If your workflow ran before, you can replay real data instead of typing it in:

  1. In the Load values from previous run dropdown, pick a run.

  2. The designer fetches that run's step outputs and projects them through your node's input schema. Matching values are written into the input fields.

  3. Edit any field afterwards if you want to tweak the scenario.

The dropdown shows the 10 most recent runs of any status. If a run doesn't include outputs for one of your upstream steps because that step was skipped or the path wasn't taken, only the available fields are filled. The rest stay as they were.

If the workflow didn't run before, No previous runs available is displayed and the dropdown is hidden.

Run the test

Select Run test. The button shows a busy state while the call is in flight; the Output section shows a spinner, then the result or an error.

  • Reset test clears both the inputs and the last output.
  • The test runs the node in isolation against the connector's API. The test doesn't trigger the rest of the workflow.

Test the whole workflow

In the top command bar, select the play button (Test). Test runs your workflow end-to-end against the live runtime.

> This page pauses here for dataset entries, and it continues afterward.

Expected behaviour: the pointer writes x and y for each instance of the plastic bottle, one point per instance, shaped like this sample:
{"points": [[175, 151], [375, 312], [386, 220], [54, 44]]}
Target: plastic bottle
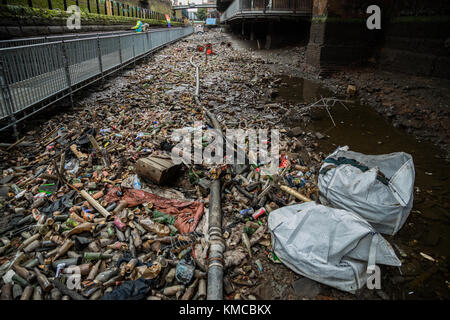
{"points": [[137, 183]]}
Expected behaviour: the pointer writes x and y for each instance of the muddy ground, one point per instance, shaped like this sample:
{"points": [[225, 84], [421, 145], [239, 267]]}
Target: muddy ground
{"points": [[243, 85]]}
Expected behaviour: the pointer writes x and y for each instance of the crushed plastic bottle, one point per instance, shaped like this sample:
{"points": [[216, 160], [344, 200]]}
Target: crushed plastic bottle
{"points": [[137, 182]]}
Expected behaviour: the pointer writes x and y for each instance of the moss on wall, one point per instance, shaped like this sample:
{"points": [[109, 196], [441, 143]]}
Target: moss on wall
{"points": [[14, 15]]}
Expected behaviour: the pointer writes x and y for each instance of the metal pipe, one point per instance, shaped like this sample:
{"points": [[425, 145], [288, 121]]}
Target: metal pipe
{"points": [[216, 242]]}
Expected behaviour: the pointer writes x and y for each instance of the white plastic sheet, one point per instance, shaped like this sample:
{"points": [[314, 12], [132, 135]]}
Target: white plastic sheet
{"points": [[331, 246], [385, 206]]}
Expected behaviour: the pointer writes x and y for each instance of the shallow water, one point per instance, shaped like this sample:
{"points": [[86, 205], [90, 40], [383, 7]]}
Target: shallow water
{"points": [[427, 229]]}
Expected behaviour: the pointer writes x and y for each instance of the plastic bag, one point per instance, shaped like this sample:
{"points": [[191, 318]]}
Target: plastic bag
{"points": [[331, 246], [377, 187]]}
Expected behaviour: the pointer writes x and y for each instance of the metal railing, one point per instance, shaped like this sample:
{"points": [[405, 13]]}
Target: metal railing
{"points": [[105, 7], [30, 75], [62, 37], [279, 7]]}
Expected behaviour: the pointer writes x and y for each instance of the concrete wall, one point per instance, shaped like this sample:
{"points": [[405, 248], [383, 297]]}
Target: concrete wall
{"points": [[338, 34], [417, 39]]}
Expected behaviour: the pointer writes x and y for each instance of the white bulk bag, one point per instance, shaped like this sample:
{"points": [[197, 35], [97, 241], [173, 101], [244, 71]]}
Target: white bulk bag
{"points": [[383, 194], [331, 246]]}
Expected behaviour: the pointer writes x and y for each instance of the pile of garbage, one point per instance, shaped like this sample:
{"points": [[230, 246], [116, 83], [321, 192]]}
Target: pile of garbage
{"points": [[94, 208]]}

Before the run starts, the designer:

  1. Saves and publishes the workflow if you have unsaved changes, or if it's the first time.
  2. Installs any new connections on first run.
  3. Triggers the run. The path depends on your trigger type.
Trigger type What happens when you select Test
Manual / HTTP request A dialog opens for you to enter the trigger inputs, then the workflow runs immediately.
Recurrence/sliding window/polling Either the schedule starts and the first run kicks off automatically, or, if already installed, the workflow runs once.
Connector event (for example, When an email arrives) The workflow is published and waits. You can see Waiting for trigger.... Perform the action in the source system to fire the run.
HTTP webhook The workflow is published; trigger it from the external system as you normally would.

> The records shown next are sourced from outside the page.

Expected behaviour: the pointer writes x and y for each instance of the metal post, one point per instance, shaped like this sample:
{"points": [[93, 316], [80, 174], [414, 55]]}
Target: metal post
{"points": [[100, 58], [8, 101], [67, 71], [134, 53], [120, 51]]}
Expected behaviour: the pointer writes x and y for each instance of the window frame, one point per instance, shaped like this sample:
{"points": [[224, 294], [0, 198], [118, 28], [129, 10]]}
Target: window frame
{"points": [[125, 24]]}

Mock inputs (manual trigger)

For manual triggers, the Enter manual trigger inputs dialog renders one field per input you defined on the trigger:

  • Text/number/email/date: Appropriate input control.
  • Boolean: Toggle switch.
  • Single-choice (enum): Dropdown.
  • Multi-select: Multi-select dropdown.
  • File: File picker. The contents are uploaded as part of the run.
  • Object/array: Multi-line text area where you can paste JSON.

Select Run to start the workflow with those inputs, or Cancel to dismiss without running. Required fields are marked with an asterisk. If values are missing or invalid, inline validation messages appear and the run is blocked until they're fixed.

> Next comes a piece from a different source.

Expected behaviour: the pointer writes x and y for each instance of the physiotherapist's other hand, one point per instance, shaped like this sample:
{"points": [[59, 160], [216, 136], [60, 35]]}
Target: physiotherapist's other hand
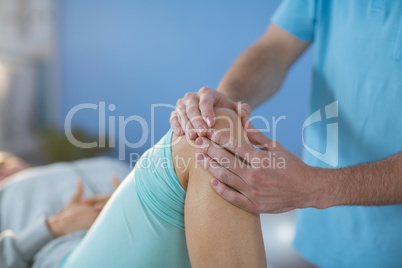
{"points": [[194, 113], [77, 215], [265, 180]]}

The dialog appears every time you select Test. Values aren't saved between runs, so you can quickly try different scenarios.

Watch the run

Once a run is in flight:

  • The command bar shows a Cancel button while the run is active.
  • The Activity panel on the right lists the current run at the top with a status badge: Running, Waiting, Succeeded, Failed, or Canceled. Select any run to open it on the canvas and inspect each step's inputs and outputs.

Select past runs

The Activity panel doubles as your workflow's run history:

  • Filter by All/Succeeded/Failed/Running using the dropdown at the top.
  • Select Refresh to refetch the list.
  • Select Load More at the bottom to page back further.
  • Selecting a run loads it onto the canvas, where each node shows the inputs it received and the outputs it produced for that run. The data is the same as what the node-level Test tab uses when you choose a run from its dropdown.

When to use each type of test

  • Iterating on a single AI step or connector action? Use Test this node. It's faster, doesn't publish, and lets you mock just the upstream values that matter.
  • Validating end-to-end behavior or trigger logic? Use Run flow test. It exercises the whole graph against the real runtime.
  • Reproducing a production issue? Open the failing run from the Activity panel, then open the failing node and use Load values from previous run in its Test tab to replay the exact upstream data into the action.